Intermediate

Implement Decision Trees & Random Forest

Decision trees are the second most commonly asked ML coding question after linear models. Build a decision tree classifier from scratch using information gain and Gini impurity, then extend it to a random forest ensemble.

📝

Interview Question #1: “Implement a decision tree classifier from scratch. It should support both Gini impurity and information gain (entropy) as splitting criteria. Include fit and predict methods.”

Understanding the Splitting Criteria

Gini Impurity

Gini impurity measures how often a randomly chosen element would be misclassified. For a node with K classes:

Gini(node) = 1 - sum(p_k^2) for k in 1..K

# Example: node with 40 class-0 and 60 class-1 samples
# Gini = 1 - (0.4^2 + 0.6^2) = 1 - (0.16 + 0.36) = 0.48

Information Gain (Entropy)

Entropy measures the disorder in a node.
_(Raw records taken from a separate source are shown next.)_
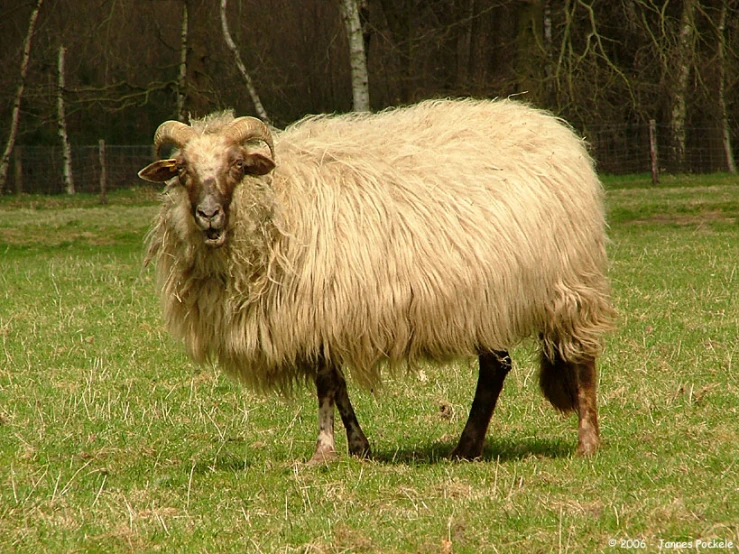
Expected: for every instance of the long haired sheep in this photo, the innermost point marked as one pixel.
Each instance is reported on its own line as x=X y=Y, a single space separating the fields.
x=362 y=242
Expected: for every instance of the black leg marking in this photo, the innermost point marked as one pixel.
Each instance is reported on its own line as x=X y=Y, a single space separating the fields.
x=331 y=390
x=494 y=366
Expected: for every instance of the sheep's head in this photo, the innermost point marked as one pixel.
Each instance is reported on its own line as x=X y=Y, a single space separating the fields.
x=210 y=166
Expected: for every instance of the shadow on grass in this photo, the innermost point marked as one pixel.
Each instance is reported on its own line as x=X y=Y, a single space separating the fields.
x=225 y=462
x=501 y=449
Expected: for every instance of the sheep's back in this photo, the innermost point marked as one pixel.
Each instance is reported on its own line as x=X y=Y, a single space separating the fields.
x=427 y=233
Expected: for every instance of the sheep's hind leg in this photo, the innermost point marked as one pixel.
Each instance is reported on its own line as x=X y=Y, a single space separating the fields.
x=494 y=366
x=588 y=433
x=331 y=390
x=358 y=443
x=569 y=386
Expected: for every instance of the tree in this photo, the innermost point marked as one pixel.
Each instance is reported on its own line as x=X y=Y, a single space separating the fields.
x=182 y=77
x=357 y=55
x=683 y=60
x=63 y=135
x=240 y=65
x=723 y=111
x=5 y=160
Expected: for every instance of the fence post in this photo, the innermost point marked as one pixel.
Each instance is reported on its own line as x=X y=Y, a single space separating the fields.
x=18 y=168
x=653 y=151
x=103 y=173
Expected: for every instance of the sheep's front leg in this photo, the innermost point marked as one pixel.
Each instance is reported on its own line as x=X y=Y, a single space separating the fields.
x=588 y=436
x=494 y=366
x=331 y=389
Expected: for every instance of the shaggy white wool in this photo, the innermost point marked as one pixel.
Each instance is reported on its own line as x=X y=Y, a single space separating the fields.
x=379 y=240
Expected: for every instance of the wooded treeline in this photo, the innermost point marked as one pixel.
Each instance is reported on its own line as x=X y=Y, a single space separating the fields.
x=608 y=67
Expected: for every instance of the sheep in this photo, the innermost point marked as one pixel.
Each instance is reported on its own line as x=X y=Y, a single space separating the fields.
x=349 y=245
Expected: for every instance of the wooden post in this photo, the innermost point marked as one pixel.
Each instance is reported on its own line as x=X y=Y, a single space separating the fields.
x=653 y=151
x=18 y=166
x=103 y=173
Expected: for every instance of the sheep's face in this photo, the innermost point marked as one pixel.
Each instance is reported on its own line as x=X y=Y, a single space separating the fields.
x=210 y=168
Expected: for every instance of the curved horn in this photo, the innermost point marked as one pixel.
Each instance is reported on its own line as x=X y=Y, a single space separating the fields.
x=173 y=132
x=244 y=129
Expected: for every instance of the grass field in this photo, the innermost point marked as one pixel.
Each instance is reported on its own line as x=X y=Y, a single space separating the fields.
x=112 y=441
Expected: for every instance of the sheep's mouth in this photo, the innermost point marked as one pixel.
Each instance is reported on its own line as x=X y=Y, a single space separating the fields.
x=214 y=237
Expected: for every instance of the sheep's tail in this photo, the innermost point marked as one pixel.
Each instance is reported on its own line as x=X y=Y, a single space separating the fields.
x=558 y=381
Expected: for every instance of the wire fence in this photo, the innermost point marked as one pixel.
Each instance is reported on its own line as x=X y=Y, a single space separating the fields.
x=617 y=149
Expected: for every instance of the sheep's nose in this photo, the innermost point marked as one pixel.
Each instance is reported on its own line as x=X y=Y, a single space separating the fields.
x=209 y=212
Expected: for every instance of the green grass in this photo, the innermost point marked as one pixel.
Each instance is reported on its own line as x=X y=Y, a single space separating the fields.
x=112 y=441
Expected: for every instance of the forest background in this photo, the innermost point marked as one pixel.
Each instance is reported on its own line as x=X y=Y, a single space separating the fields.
x=607 y=67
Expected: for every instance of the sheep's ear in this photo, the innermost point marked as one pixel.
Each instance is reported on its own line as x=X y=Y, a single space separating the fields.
x=159 y=171
x=258 y=164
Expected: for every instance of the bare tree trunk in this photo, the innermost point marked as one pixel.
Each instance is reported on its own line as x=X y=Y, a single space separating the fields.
x=182 y=78
x=684 y=63
x=261 y=112
x=103 y=172
x=357 y=57
x=66 y=148
x=725 y=130
x=653 y=151
x=5 y=160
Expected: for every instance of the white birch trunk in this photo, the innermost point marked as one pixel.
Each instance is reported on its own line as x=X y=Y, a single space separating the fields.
x=261 y=112
x=357 y=57
x=182 y=77
x=15 y=117
x=725 y=129
x=63 y=136
x=678 y=112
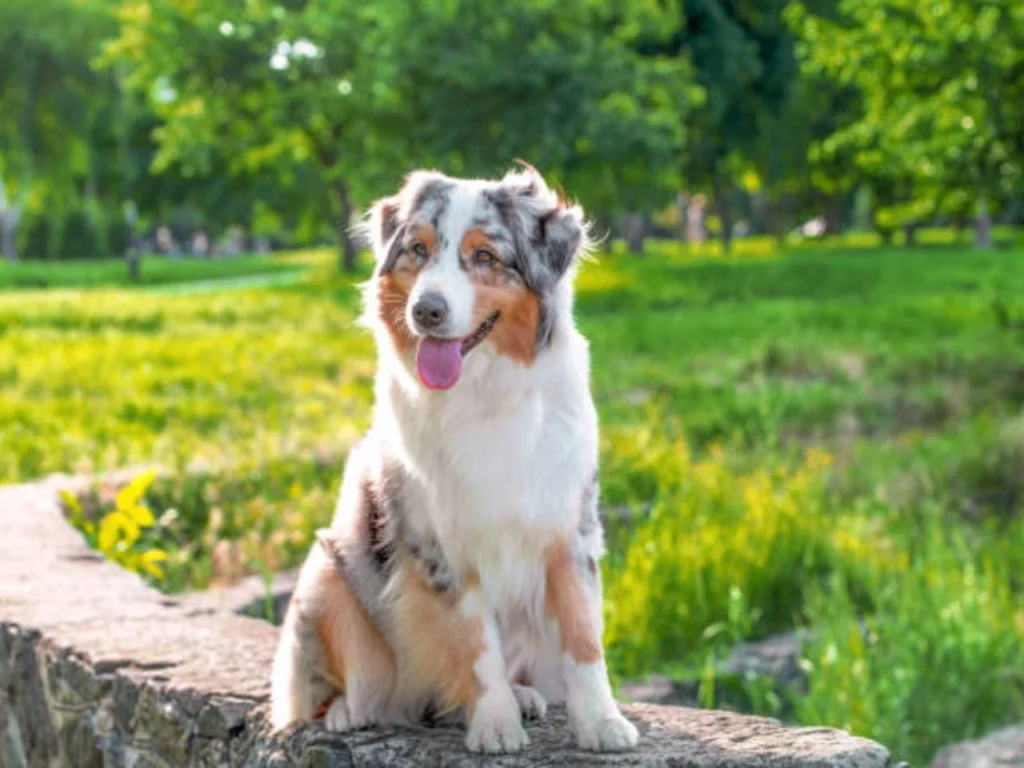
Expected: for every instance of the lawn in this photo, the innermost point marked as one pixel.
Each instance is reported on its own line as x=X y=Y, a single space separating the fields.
x=154 y=270
x=832 y=437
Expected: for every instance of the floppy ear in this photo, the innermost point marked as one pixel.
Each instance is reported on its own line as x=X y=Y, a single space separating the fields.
x=561 y=237
x=555 y=230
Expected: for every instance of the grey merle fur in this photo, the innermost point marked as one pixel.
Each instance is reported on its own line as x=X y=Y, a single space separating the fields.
x=541 y=245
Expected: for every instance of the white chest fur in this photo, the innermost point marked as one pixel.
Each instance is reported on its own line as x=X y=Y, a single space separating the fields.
x=499 y=463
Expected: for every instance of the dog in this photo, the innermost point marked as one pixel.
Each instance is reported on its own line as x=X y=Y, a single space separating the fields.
x=460 y=573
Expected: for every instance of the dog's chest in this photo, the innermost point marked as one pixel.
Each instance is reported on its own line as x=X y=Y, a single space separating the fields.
x=499 y=484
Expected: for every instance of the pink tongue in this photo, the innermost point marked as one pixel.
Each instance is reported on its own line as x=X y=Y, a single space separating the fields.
x=438 y=361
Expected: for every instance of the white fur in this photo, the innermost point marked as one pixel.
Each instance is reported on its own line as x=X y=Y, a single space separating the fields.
x=498 y=465
x=593 y=712
x=497 y=722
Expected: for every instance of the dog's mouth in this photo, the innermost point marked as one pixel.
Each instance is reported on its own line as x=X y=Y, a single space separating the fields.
x=438 y=361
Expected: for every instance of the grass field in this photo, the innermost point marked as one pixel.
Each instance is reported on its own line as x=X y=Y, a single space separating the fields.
x=154 y=270
x=830 y=438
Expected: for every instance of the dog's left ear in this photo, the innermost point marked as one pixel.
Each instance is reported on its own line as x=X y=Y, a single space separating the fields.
x=555 y=230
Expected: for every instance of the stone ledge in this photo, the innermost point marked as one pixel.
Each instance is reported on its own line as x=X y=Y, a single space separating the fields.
x=96 y=669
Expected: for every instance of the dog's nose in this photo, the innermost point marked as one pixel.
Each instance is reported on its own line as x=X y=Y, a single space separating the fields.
x=430 y=311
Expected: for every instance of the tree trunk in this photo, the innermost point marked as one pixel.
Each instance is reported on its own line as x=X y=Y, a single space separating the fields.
x=132 y=255
x=721 y=192
x=636 y=230
x=834 y=215
x=133 y=262
x=349 y=253
x=8 y=230
x=773 y=219
x=983 y=226
x=602 y=230
x=910 y=233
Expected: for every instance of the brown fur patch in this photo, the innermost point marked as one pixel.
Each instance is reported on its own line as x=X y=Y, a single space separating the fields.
x=439 y=646
x=566 y=599
x=347 y=635
x=392 y=296
x=515 y=334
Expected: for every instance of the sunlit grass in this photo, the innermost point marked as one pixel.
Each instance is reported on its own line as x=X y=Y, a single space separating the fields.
x=827 y=436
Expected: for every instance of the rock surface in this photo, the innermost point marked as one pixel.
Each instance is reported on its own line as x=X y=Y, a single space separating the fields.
x=1003 y=749
x=96 y=670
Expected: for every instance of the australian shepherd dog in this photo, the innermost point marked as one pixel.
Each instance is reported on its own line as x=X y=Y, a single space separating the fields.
x=460 y=573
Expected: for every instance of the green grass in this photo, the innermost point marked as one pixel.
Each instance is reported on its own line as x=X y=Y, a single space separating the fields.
x=828 y=437
x=155 y=270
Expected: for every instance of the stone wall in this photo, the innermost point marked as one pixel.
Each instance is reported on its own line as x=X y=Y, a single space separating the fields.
x=98 y=670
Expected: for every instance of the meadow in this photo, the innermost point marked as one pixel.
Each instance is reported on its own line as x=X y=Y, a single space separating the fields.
x=829 y=437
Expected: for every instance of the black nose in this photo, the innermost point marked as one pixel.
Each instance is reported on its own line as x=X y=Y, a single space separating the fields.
x=430 y=311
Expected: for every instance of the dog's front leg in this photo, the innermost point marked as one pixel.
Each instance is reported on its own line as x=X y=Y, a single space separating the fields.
x=573 y=602
x=495 y=719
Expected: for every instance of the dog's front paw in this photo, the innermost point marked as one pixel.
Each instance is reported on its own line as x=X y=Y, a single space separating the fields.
x=497 y=726
x=612 y=733
x=337 y=717
x=531 y=704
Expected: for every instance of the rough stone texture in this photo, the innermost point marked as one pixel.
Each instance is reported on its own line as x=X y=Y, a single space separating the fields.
x=775 y=658
x=97 y=670
x=1003 y=749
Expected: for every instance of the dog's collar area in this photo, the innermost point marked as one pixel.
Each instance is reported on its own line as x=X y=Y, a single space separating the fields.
x=480 y=333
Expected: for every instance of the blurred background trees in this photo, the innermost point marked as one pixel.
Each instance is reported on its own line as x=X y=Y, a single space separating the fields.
x=278 y=121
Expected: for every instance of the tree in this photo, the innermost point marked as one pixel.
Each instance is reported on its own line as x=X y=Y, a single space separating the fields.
x=49 y=100
x=941 y=86
x=742 y=57
x=558 y=83
x=353 y=94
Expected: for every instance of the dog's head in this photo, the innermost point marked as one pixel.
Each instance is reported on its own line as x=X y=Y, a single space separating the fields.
x=466 y=264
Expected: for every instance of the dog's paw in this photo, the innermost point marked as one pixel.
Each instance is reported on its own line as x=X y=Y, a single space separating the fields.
x=531 y=704
x=337 y=717
x=497 y=726
x=613 y=733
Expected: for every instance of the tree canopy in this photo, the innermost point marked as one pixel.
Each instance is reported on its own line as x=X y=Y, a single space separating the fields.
x=285 y=119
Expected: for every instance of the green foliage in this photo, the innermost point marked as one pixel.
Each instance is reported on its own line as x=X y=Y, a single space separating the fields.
x=84 y=272
x=940 y=87
x=723 y=384
x=941 y=657
x=713 y=534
Information gain is the reduction in entropy after a split:

Entropy(node) = -sum(p_k * log2(p_k)) for k in 1..K

Information_Gain = Entropy(parent) - weighted_avg(Entropy(children))

Decision Tree: Complete Solution

import numpy as np
from collections import Counter

class Node:
    """A node in the decision tree."""
    def __init__(self, feature=None, threshold=None, left=None,
                 right=None, value=None):
        self.feature = feature      # Index of feature to split on
        self.threshold = threshold  # Threshold value for the split
        self.left = left            # Left subtree (feature <= threshold)
        self.right = right          # Right subtree (feature > threshold)
        self.value = value          # Class label (for leaf nodes)

    def is_leaf(self):
        return self.value is not None


class DecisionTreeClassifier:
    """
    Decision tree classifier built from scratch.
    Supports Gini impurity and entropy splitting criteria.
    """

    def __init__(self, max_depth=10, min_samples_split=2,
                 criterion='gini'):
        self.max_depth = max_depth
        self.min_samples_split = min_samples_split
        self.criterion = criterion
        self.root = None

    def _gini(self, y):
        """Compute Gini impurity."""
        counts = np.bincount(y)
        probabilities = counts / len(y)
        return 1.0 - np.sum(probabilities ** 2)

    def _entropy(self, y):
        """Compute entropy."""
        counts = np.bincount(y)
        probabilities = counts / len(y)
        # Filter out zero probabilities to avoid log(0)
        probabilities = probabilities[probabilities > 0]
        return -np.sum(probabilities * np.log2(probabilities))

    def _impurity(self, y):
        """Compute impurity based on chosen criterion."""
        if self.criterion == 'gini':
            return self._gini(y)
        return self._entropy(y)

    def _information_gain(self, y, left_idx, right_idx):
        """Compute information gain from a split."""
        parent_impurity = self._impurity(y)
        n = len(y)
        n_left, n_right = len(left_idx), len(right_idx)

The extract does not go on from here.